Kurzfristige Rendite ersetzt langfristige Investition

Ein wichtiges Kennzeichen der Finanzialisierung war die Shareholder-Value-Orientierung, die alle Unternehmensziele auf Aktionärsinteressen reduzierte. Kursgewinne wurden wichtiger als Renditen, die langfristige Rentabilität trat gegenüber kurzfristigen finanzwirtschaftlichen Kennzahlen in den Hintergrund. Die zunehmende Spekulation führte zu Kursschwankungen, volatilen Preisen, regelmäßigen Finanzkrisen und insgesamt einem instabilen ökonomischen Umfeld.
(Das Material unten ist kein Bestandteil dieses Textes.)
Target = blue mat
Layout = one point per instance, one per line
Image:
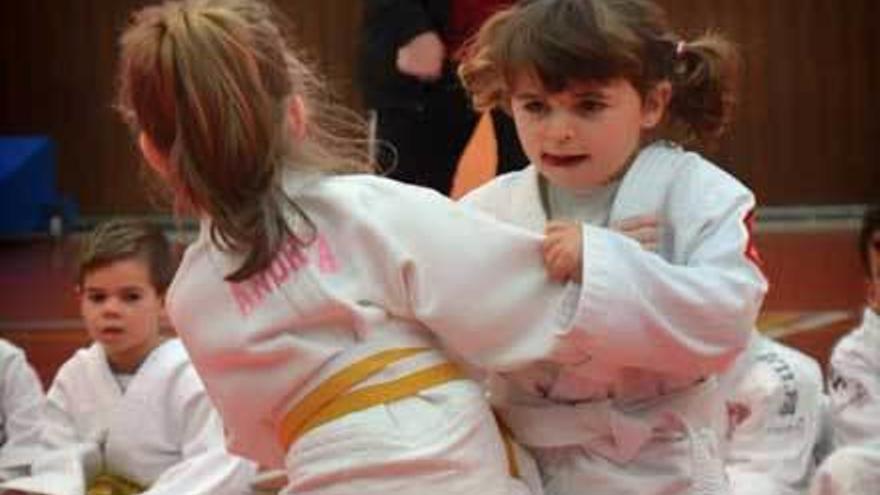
(29, 197)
Ausschüttungen, Aktienrückkäufe und Finanzveranlagungen gewannen gegenüber physischen Investitionen an Bedeutung. Die volatilen Preise und die Shareholder-Value-Orientierung machten physische Kapitalinvestitionen für Unternehmen von der Angebotsseite her unattraktiver, gleichzeitig wurden weltweite Veranlagungen durch die Liberalisierung der Finanzmärkte leichter möglich. Begleitet von einer Hochzinspolitik der Notenbanken, verschob sich die Rentabilität von Sachkapitalinvestitionen hin zu Finanzveranlagungen.
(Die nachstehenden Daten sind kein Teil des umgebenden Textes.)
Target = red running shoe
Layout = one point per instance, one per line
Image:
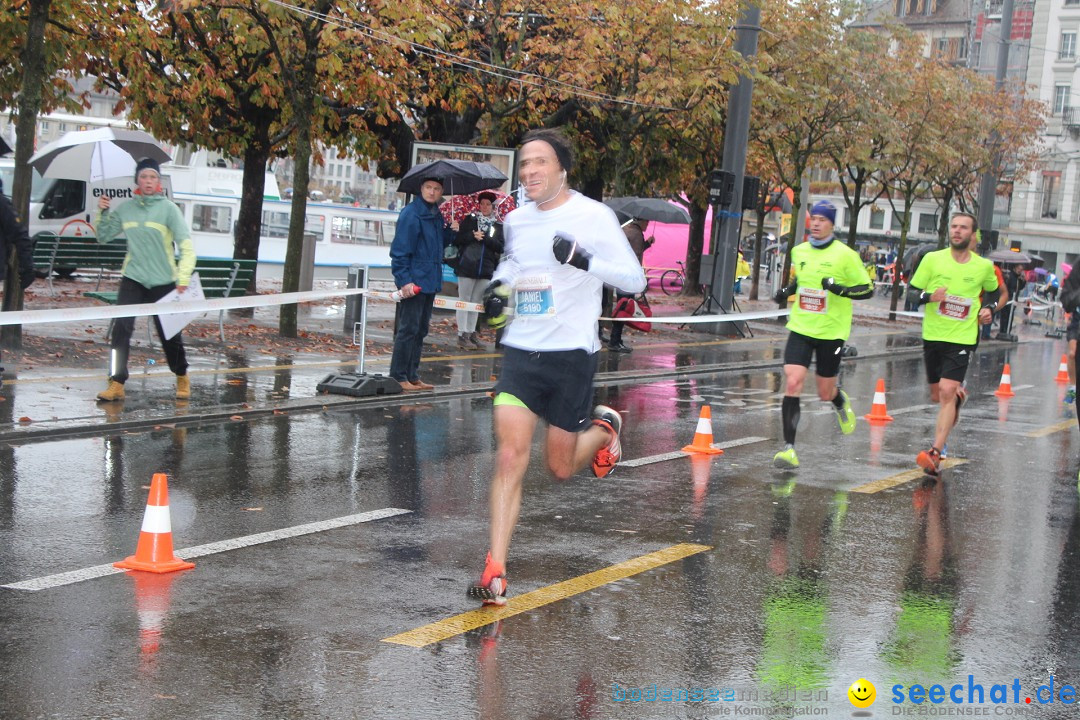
(608, 456)
(491, 588)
Neben diesen Push-Faktoren „weg von den Investitionen“, existieren aber auch noch Pull-Faktoren „hin zur Finanzveranlagung“. Beispielsweise die zuvor erläuterte Liberalisierung der Finanzmärkte mit der Möglichkeit weltweit nahezu beliebig zu veranlagen. Des Weiteren gibt es Entwicklungen, die gleichzeitig Geld von Investitionen „wegpushen“ und zum Finanzsektor „hinziehen“, allen voran der Kurswechsel der Zinspolitik der Notenbanken in den 1970er-Jahren. Seitdem übersteigt das Zinsniveau die gesamtwirtschaftliche Wachstumsrate, sodass kreditfinanzierte Investitionen für produzierende Unternehmen weniger rentabel sind, während Finanzveranlagung lukrativer werden. Die gesamtwirtschaftliche Wachstumsrate ist ein guter Maßstab für die durchschnittliche Verzinsung einer Investition in Realkapital.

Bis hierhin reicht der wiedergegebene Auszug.